C'est étonnant de la part de Philippe Faucon, de s'être fait manipulé comme Ali. Mais comme Djamel, Mohamed Sifaoui a peut-être un charisme magnétique, qu'on ne voit pas à l'écran, apparemment....D'ailleurs, Djamel a une légère ressemblance avec Tariq Ramadan, mais je ne vais pas trop m'attarder dessus, sinon on va croire que je suis paranoïaque, mais bon.....Pareil avec Rashid Debbouze qui a ressemble à Djamel Debbouze...bon ok, le nom de famille tue un peu ma lamentable tentative pour appuyer mon propos précédent.
Le film est à charge, il n'explique rien, ne fais preuve d'aucune psychologie, ni complexité. La France nourrit en son sein des terroristes en puissance et la police est impuissante. Le film date de 2012, il est annonciateur des attentats qui ont frappé le pays et même si l'imam prêche la bonne parole, il apparaît à peine. Il n'y a pas de contre-poids conséquent à la radicalisation d'Ali.
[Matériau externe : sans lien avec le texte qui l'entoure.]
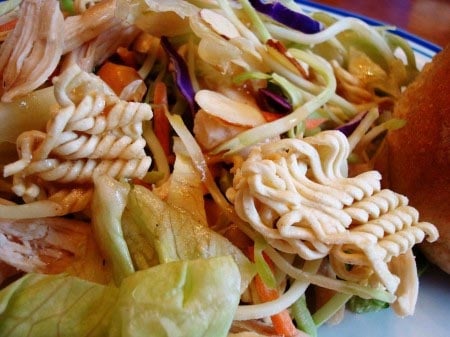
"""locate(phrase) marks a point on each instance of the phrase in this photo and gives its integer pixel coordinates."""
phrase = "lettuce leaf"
(108, 204)
(182, 298)
(176, 235)
(179, 299)
(54, 305)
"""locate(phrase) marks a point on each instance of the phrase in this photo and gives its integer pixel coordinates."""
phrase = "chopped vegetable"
(277, 11)
(182, 77)
(180, 299)
(362, 305)
(282, 322)
(117, 76)
(161, 126)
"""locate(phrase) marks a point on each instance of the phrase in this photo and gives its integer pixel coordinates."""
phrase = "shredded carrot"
(271, 116)
(117, 76)
(7, 26)
(160, 122)
(314, 122)
(238, 237)
(282, 322)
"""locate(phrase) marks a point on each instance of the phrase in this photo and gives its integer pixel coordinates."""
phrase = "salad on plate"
(198, 168)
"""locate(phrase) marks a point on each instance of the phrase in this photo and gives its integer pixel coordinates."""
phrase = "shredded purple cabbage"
(348, 128)
(287, 16)
(182, 78)
(271, 101)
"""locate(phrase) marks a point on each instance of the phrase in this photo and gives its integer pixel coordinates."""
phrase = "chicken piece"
(51, 245)
(32, 50)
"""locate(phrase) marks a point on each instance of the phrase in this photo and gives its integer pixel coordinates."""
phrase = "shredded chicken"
(294, 192)
(97, 50)
(34, 245)
(79, 29)
(32, 50)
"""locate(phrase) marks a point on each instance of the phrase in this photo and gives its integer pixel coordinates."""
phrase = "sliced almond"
(220, 24)
(231, 111)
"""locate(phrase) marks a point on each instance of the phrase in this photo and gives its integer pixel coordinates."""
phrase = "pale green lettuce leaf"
(176, 235)
(108, 204)
(168, 18)
(40, 305)
(30, 112)
(179, 299)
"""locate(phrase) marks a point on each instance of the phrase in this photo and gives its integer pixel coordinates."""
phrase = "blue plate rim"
(434, 48)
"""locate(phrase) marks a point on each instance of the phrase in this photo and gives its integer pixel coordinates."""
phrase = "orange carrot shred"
(282, 321)
(160, 121)
(117, 76)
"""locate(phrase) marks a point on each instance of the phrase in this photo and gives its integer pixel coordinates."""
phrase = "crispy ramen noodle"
(296, 194)
(93, 132)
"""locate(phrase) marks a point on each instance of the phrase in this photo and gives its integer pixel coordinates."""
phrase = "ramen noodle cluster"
(198, 168)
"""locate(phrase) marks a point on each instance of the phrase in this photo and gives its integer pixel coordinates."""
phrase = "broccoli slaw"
(228, 122)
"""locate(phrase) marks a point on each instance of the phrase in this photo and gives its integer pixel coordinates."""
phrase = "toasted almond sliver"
(220, 24)
(233, 112)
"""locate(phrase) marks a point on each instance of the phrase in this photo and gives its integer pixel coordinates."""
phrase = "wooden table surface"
(428, 19)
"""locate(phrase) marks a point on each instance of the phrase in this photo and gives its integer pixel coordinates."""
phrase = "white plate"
(431, 318)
On assistera même pas à son confrontation avec son frère. Les scénaristes n'avaient-ils pas les mots, où ils avaient comme leur personnage, choisi de baisser les bras ?
La ressemblance entre la manipulation d'Ali et celle de Philippe Faucon est troublante. Ce mimétisme est gênant, les deux sont censés avoir acquis des connaissances leur permettant de faire preuve de réflexion, mais que cela soit à l'écran ou à l'écriture, elle a disparu. Ce choix rend le film nauséabond et remet en question son envie de montrer "une réalité". Le FN et les islamophobes, pourraient s'approprier cette histoire pour appuyer leurs fantasmes. Bien sur, on ne peut nier que des extrémistes vivent en France et peuvent frapper à tout moment, mais ne pas montrer un autre visage, c'est comme faire un débat avec Marine Le Pen avec un mur en face d'elle. Elle peut exposer ses vérités, sans être mise à défaut. Cela résume le film, à cause de son parti pris de stigmatiser les musulmans, en n'oubliant pas de montrer qu'ils endoctrinent aussi les "vrais français", c'est le mal!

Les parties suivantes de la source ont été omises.